The four mahjong players start talking about their lives. Bing reveals how Director Fu stole his money and says he wants to get his money back. Bing has assumed that Director Fu hasn’t spent the money, in order to avoid suspicion, and probably has the money stashed somewhere near Director Fu.
It just so happens that Bing recently found out through a plumber friend who did some work in Director Fu’s home that Director Fu has a hidden compartment in his bathroom. Ex-convict Cai says he’s good at picking locks, so he says they should break into Director Fu’s home, find the cash, and steal it. Bing insists he only wants to get the ¥200,000 that was stolen from him, and if they find more cash, the other three players can do what they want with it.
Faster than you can say “ridiculous and sloppy segue,” somehow Cai, Ji and Wan are able to sneak into Drector Fu’s home, find the cash in the bathroom, and leave without getting caught. The movie never explains how they knew no one would be home. As already revealed in the movie’s trailer, this motley crew ends up finding a lot more than money in Director Fu’s hidden stash of cash in a suitcase.
They bring the suitcase full of cash back to the theater storage room.

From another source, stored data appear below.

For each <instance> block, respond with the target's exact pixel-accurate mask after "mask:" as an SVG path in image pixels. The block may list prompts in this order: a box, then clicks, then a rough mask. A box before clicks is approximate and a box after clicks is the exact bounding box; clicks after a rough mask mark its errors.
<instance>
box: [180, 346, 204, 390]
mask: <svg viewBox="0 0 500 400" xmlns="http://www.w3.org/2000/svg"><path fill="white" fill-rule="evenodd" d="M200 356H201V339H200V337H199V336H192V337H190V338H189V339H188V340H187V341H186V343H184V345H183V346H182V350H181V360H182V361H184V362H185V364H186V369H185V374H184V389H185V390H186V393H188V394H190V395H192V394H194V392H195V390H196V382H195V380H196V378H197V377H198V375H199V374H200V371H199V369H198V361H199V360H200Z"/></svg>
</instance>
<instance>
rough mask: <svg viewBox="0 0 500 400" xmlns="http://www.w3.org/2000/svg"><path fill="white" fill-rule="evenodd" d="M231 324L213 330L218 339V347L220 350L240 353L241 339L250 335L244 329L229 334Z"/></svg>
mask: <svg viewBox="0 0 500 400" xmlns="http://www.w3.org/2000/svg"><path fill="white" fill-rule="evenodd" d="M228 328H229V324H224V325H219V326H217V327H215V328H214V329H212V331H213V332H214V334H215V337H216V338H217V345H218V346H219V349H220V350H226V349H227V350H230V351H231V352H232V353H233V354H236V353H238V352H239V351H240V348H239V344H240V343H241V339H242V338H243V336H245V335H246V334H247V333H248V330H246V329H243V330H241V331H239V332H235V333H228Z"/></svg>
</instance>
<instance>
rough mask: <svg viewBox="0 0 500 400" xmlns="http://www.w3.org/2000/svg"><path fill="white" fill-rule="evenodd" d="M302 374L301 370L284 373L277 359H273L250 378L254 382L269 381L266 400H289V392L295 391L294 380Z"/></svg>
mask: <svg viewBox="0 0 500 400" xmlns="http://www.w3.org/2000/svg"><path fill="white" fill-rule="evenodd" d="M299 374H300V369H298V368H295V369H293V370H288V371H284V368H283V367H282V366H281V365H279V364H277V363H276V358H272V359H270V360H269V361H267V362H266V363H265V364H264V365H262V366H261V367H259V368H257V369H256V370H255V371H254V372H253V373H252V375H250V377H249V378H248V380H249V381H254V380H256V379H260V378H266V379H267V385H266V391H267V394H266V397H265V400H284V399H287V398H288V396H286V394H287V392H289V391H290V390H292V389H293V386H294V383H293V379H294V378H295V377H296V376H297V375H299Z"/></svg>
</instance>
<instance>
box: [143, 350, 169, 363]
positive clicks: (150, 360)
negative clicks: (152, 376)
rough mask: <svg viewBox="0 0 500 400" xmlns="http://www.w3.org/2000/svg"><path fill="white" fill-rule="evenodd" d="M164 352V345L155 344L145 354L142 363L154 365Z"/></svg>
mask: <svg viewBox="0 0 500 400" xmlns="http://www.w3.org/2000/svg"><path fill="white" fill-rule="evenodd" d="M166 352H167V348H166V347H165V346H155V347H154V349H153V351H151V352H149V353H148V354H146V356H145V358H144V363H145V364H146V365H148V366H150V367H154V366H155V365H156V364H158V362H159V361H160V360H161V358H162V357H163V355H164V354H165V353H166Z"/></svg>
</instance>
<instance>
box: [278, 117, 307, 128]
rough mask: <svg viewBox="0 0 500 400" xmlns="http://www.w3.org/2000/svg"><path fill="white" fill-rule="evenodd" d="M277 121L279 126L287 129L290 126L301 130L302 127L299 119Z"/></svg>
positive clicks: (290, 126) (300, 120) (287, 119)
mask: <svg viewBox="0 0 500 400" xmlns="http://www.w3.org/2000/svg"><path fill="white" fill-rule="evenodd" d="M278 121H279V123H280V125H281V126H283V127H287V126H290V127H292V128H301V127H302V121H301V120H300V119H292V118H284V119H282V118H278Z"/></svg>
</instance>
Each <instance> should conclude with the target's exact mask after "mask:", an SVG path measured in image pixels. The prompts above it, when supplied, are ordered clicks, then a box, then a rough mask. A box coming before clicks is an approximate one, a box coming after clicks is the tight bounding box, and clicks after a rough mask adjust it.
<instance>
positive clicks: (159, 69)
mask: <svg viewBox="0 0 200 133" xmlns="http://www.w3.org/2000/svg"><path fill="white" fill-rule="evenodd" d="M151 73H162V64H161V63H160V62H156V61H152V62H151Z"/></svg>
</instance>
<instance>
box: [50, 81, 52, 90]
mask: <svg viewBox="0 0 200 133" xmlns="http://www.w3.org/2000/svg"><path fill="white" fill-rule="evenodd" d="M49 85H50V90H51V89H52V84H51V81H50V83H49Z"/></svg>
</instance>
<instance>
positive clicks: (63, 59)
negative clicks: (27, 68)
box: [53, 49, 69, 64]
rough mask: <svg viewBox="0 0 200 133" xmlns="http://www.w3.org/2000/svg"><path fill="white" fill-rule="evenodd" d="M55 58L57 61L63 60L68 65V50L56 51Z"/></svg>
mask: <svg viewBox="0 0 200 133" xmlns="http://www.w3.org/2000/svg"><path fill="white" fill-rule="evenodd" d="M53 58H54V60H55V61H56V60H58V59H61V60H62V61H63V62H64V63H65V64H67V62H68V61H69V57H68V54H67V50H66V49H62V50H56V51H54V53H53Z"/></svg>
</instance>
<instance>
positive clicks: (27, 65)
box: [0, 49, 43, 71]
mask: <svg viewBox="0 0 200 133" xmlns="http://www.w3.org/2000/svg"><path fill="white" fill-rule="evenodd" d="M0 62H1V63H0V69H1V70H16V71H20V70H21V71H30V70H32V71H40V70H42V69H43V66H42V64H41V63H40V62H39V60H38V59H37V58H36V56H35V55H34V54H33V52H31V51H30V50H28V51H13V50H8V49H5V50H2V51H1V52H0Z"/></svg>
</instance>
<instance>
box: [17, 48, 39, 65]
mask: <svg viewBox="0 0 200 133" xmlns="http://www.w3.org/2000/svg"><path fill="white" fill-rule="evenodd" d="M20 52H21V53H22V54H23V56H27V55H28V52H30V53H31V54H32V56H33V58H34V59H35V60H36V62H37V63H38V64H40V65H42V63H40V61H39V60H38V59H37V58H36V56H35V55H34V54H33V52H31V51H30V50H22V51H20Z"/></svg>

But there’s another suitcase from Director Fu’s home that ends up in the storage room and yields an even bigger surprise: the body of Director Fu. But (as already revealed in the trailer), he’s not dead but unconscious. The four mahjong players decide to hold him captive until they figure out what to do next, which involves a lot of yelling and arguing with manipulative Director Fu and each other.
As they are panicking and getting to fights in the storage room, a play is taking place on stage. A running joke in the movie is an actor from the play (who’s in elaborate costumes and masks) keeps interrupting the shenanigans that happen in this storage room. As the four mahjong players get deeper into some crime problems, they try to hide their misdeeds from the actor who keeps wanting to see what’s going on in the storage room.
“Nothing Can’t Be Undone by a HotPot” seems like a “make things up as you go along” movie. It actually doesn’t come as much of a surprise that all four of these strangers have a unique connection to Director Fu besides this robbery and kidnapping. The “reveals” are all very contrived and never convincing. The acting performances in this movie can best be described as “shrill” and “obnoxious”—as is the movie’s musical score that is more likely to cause annoyance than build suspense. The cadence of the movie is deliberately off-kilter in unappealing ways.
“Nothing Can’t Be Undone by a HotPot” gets its title because it’s something that Wan/Seventy Thousand says a few times in the movie. During this long-winded ordeal in the storage room, a hotpot of food (with lingering closeups of the food) is always cooking nearby. Even if you haven’t seen the trailer, you can easily predict what happens when a pot of hot food is in a room with quarreling people. “Nothing Can’t Be Undone by a HotPot” might have been better as a short film, but it still wouldn’t erase the movie’s problems of having a flimsy plot with hollow characters.
China Lion Film Distribution released “Nothing Can’t Be Undone by a HotPot” in select U.S. cinemas on May 10, 2024. The movie was released in China on May 1, 2024.